Thaanaa Serndha Koottam is a remake of Neeraj Pandey's Special 26, which was about a group of con artists who conduct raids pretending to be CBI officials and saunter away with the loot. If you've seen the original, the question — given the general air of moral uprightness that surrounds the Tamil-film hero — is whether they'll retain the gleeful sense of amorality around the crimes. Short answer: they don't. In an early scene, we see the character played by Suriya being interviewed for a CBI job in the Economic Offences department. (Wait for the Sasikala joke in the second half!) When asked about his interest in this particular division, he replies with an earnest punchline: "Podhaikka vaendiyadhu ponatha… panatha illa!"

And this tone nudges the film from a cheeky heist thriller into a Shankar movie, albeit a light-hearted one. In the latter, this kind of line builds up the character, whose intensity taps into our own grievances about the System — we urge the damaged hero to become a vigilante on our behalf. Thaanaa Serndha Koottam doesn't want to dig that deep. There's a ton of humour, beginning with Anandraj's "mind voice," and the director Vignesh Shivn actually winks at the Shankar flashback within the construct of a Shankar flashback. (We expect tragedy. We get comedy. Then, we get the tragedy.) So the heavy-handed messages — especially towards the end — and the naalu paerukku philosophy (from Nayakan, invoked here) don't fit. I was thankful that at least the Enge endru povadhu number wasn't used in its entirety. Thoughts this existential have no business being in a film that just wants to entertain.

But entertain, this film does — in a very different register. The key to Special 26 was the emphasis on a quiet kind of realism, which offset the preposterous turns in the narrative. Vignesh Shivn mass-ifies the original. He transforms a (relatively) character-driven screenplay into something more hero-centric. The mega action-block ending is a mistake, but elsewhere, the director does many things right. (He's so alert to comic possibility that you wonder why he hasn't made an all-out comedy.) When our gang moves to Hyderabad, we laugh at their confusion in the midst of Telugu and Hindi speakers.

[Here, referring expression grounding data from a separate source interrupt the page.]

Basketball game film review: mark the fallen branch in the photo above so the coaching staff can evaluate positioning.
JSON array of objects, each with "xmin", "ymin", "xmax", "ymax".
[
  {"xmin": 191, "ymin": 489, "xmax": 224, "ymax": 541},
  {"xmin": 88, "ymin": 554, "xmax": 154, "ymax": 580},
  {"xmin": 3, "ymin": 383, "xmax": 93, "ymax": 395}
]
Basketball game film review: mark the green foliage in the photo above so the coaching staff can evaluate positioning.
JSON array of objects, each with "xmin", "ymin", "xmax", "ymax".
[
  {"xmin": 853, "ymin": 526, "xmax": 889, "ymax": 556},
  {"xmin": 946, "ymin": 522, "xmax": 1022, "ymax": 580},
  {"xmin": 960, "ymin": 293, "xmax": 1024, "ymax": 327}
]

Even the completely needless Peela number (aka Let's Give Heroine Keerthy Suresh Something To Do) doesn't appear as much of a speed-breaker, given the affectionate nod to the garish AVM sets from the 1980s.

That's the era Thaanaa Serndha Koottam is set in, and the nostalgia is irresistible — from the now-extinct Wellington theatre to the presence of Sudhakar and Karthik (in an underwritten role as a "theriyaadha villain") to the giant hoardings that were once a fixture outside Tarapore Towers. But there's more. The film opens with an interview, where an MA MPhil candidate is applying for a clerk's post. The Varumayin Niram Sivappu poster outside isn't just an empty time-period signifier. This scenario (overqualified interviewee, dumb interview) is exactly what that film was about.

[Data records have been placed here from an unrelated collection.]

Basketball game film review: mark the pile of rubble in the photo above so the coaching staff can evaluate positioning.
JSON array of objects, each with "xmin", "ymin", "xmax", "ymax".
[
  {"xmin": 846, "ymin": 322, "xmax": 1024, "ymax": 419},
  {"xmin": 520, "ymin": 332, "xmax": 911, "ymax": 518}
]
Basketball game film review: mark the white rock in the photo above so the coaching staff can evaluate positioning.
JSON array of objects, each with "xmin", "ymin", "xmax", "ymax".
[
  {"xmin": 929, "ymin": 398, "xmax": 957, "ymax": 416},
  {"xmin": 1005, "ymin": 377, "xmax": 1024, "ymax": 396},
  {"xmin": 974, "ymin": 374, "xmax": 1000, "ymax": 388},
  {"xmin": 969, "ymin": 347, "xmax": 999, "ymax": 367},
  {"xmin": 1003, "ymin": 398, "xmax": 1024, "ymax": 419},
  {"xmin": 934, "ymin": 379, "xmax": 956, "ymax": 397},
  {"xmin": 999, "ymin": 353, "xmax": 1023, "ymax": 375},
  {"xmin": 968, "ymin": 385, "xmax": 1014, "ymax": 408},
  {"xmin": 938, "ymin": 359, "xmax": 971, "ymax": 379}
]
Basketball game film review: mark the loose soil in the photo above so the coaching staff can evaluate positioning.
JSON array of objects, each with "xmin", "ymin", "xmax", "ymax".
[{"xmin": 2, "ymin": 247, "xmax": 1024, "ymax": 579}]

The first half-hour is filled with fantastic energy, the standouts being two colourful and wonderfully choreographed Anirudh chartbusters. (His background score, though, is intrusive. It eats into the dialogue, though this has probably more to do with the sound department.) The pace dips subsequently, but the actors — Ramya Krishnan, Thambi Ramaiah (who, for a change, isn't asked to overplay) — help us hang on, and Suriya is in particularly good form. The role is not exactly a stretch, but few heroes are as charming when playing shamelessly to the gallery. He even gamely takes shots at his height and his most famous role (the cop that roars). After Theeran Adhigaram Ondru and this film, let's hope it's a new era for big stars. We're not really asking for art films; just engaging commercial films where the screenplay is more than just an excuse for four fights and five songs.